1. Absorption and Distribution

- After oral ingestion, steroids are absorbed through the gastrointestinal tract into portal circulation.

- First‑pass metabolism in the liver reduces bioavailability; however, many synthetic analogues (e.g., oxandrolone) were designed to resist glucuronidation or hydroxylation.

1. Crossing the Blood–Brain Barrier (BBB)

- Steroids are lipophilic and readily cross the BBB via passive diffusion.

- The degree of crossing depends on lipid solubility, molecular size, and plasma protein binding.

1. Binding to Nuclear Receptors

- Within neurons and glia, steroids bind intracellular androgen receptors (AR) or estrogen receptors (ER). Oxandrolone has a higher affinity for AR with minimal aromatization to estradiol.

- The steroid–receptor complex translocates to the nucleus and acts as a transcription factor binding hormone response elements (HREs).

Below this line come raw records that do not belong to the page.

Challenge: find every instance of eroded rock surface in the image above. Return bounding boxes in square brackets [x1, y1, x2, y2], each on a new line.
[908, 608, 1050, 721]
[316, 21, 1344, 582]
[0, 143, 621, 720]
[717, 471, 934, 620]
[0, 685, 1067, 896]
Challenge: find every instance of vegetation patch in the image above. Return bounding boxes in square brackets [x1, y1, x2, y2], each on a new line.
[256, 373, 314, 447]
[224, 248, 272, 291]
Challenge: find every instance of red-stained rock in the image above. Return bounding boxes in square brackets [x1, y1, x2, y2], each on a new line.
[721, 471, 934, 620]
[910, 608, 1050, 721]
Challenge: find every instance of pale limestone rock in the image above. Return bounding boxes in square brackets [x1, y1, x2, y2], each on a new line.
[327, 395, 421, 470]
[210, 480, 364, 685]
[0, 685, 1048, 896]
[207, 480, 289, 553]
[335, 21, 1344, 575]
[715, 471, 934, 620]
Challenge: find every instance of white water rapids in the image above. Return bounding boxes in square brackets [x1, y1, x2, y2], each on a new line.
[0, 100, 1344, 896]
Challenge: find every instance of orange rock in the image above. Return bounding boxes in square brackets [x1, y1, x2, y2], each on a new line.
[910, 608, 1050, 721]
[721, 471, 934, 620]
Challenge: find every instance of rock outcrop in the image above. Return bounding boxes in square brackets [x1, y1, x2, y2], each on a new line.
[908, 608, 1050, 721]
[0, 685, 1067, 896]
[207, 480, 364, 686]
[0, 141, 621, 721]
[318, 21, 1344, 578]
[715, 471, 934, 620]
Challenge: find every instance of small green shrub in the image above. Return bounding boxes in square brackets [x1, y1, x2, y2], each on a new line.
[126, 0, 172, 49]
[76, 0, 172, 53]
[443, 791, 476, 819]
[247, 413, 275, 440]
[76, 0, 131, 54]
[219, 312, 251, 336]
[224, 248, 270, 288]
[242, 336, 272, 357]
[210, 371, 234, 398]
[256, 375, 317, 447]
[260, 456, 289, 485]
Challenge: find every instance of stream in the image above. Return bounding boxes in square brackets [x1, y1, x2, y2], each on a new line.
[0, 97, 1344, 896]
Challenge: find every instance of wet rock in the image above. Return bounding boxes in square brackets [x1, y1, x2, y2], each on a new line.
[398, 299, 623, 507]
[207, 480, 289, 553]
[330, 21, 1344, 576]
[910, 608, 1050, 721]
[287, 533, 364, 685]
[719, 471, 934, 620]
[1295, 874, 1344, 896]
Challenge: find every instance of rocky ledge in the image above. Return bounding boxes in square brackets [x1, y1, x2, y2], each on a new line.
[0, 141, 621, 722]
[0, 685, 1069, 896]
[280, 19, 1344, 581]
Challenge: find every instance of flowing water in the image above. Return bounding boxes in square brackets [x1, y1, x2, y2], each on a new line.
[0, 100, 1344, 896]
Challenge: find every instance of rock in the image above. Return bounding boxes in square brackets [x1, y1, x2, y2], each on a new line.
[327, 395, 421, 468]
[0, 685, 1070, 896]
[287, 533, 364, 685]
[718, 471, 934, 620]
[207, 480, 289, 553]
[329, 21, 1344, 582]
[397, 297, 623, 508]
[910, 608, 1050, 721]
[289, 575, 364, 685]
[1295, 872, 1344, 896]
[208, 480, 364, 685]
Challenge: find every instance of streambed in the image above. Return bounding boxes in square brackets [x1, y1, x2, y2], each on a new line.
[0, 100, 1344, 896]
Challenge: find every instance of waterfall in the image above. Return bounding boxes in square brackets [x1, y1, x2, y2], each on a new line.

1. Transcriptional Regulation

- Binding initiates up‑regulation of genes such as:

- BDNF – promotes synaptic plasticity.
- Neurotrophin‑3, GDNF – support neuron survival.
- Synaptophysin, PSD‑95 – enhance synapse formation.
- Genes involved in mitochondrial biogenesis (PGC‑1α) and antioxidant defense (e.g., SOD2, GPx) are also up‑regulated, improving neuronal resilience.

1. Post‑Translational Modifications

- Steroid receptor activation triggers phosphorylation cascades that modulate:

- CREB → increases transcription of neuroprotective genes.
- MAPK/ERK → promotes dendritic spine growth.
- PI3K/Akt → supports cell survival and reduces apoptosis.

1. Cellular Outcomes

- Enhanced synaptic plasticity (long‑term potentiation).

- Reduced excitotoxic damage and oxidative stress.
- Improved learning/memory performance in animal models.
- Potential reversal of age‑related cognitive decline.

Conclusion:

Neuroactive steroids can act as modulators of cognition by engaging nuclear receptors to alter gene expression, influencing synaptic plasticity, and providing neuroprotection. These mechanisms offer a compelling basis for developing steroid‑based therapeutics aimed at mitigating cognitive deficits associated with aging or neurological disease.